For her research, Professor Stevens sourced Japanese accounts of the tour and found two concert-goers to interview about their experiences. One, a woman now in her 80s, said she couldn’t hear anything “except for when Paul sang Yesterday, when everyone was quiet. But aside from that, they were screaming the whole time.”
In their own words
Professor Stevens also looked at what the Beatles and their entourage wrote about their Japan days. This included George Harrison’s autobiography, I, Me, Mine, and the eight-hour audio-visual memoir Anthology, made by Paul, George and Ringo in the mid-1990s. Tony Barrow, the press agent who decided not to tell the Beatles about the death threats, also wrote about the tour in his memoir, John, Paul, George, Ringo and Me: the real Beatles story.
Despite their seclusion in Tokyo – or perhaps because of it – the Beatles had fond memories of Japan, Professor Stevens says.
In the US, there were shots taken at their cars, and firecrackers thrown on the stage in Memphis; none of those incidents ever happened in Japan.

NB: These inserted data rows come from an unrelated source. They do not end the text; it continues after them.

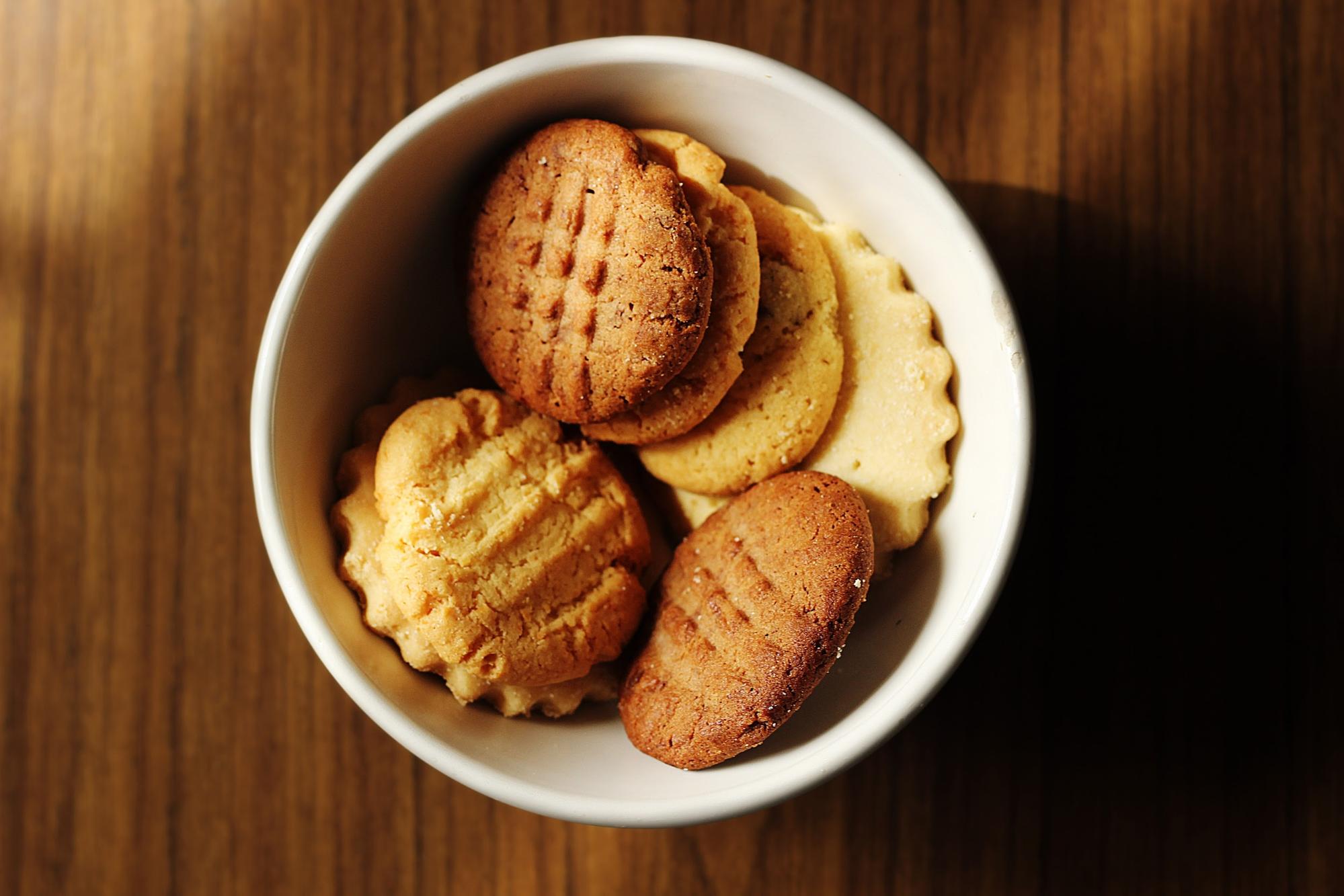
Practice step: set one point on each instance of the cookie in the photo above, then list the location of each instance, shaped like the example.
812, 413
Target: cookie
684, 511
590, 284
894, 418
777, 409
516, 553
359, 530
730, 235
753, 612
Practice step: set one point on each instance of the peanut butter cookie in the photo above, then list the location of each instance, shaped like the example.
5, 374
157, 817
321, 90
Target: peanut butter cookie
753, 612
516, 553
359, 530
730, 235
777, 409
590, 284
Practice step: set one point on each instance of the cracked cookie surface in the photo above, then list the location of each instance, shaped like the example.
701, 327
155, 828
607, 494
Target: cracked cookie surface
730, 234
359, 530
590, 282
777, 409
515, 553
752, 614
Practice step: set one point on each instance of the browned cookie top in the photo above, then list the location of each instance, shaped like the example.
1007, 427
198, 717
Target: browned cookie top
590, 281
753, 613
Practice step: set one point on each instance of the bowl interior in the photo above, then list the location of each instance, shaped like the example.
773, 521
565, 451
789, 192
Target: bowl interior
375, 300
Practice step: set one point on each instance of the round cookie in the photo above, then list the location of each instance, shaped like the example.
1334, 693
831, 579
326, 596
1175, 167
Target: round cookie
359, 530
730, 235
516, 553
893, 418
779, 407
753, 612
590, 284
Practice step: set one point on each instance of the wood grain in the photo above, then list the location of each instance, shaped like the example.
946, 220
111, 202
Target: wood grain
1158, 703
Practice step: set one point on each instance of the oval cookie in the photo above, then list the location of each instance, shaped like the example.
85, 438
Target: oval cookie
590, 282
777, 409
753, 612
516, 553
730, 234
359, 530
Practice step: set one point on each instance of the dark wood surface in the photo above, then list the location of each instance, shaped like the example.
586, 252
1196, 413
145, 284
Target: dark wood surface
1158, 703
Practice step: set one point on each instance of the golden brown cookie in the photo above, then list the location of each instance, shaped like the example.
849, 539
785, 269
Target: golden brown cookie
894, 418
779, 407
753, 612
590, 284
516, 553
359, 530
730, 235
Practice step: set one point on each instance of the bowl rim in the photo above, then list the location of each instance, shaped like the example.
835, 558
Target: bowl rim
737, 800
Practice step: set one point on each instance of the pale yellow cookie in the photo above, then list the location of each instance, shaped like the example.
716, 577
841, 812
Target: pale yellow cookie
359, 530
684, 511
515, 551
730, 235
777, 409
894, 418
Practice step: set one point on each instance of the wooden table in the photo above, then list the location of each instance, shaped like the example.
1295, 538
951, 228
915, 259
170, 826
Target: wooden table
1158, 703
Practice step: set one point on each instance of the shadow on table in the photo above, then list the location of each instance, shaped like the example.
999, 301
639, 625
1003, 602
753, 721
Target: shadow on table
1140, 679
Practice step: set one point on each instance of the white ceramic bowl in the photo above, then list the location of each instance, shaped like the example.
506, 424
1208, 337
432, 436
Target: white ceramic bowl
356, 308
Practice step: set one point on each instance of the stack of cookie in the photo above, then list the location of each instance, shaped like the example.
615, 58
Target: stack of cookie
619, 285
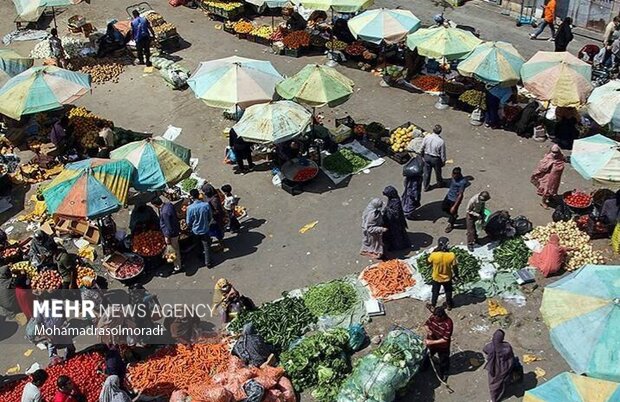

She argues this view was influenced by their subsequent misadventures in the Philippines, where their manager, Brian Epstein, mishandled an invitation for them to visit the Marcoses at Malacanang Palace. Their non-appearance was perceived as an unforgivable snub, and the tour ended with the band members being manhandled at the airport when they left. They were also forced to forfeit most of the earnings from their two Manila shows. “They had a terrible time,” Professor Stevens says.
In August of that year, the Beatles also went to America, where they faced more threats when the Bible Belt states reacted to John Lennon’s throwaway remark in England months before that “we’re more popular than Jesus now”.
“In the US, there were shots taken at their cars, and firecrackers thrown on the stage in Memphis; none of those incidents ever happened in Japan,” Professor Stevens says.
After the 1966 world tour, the Beatles never again performed live before a paying audience.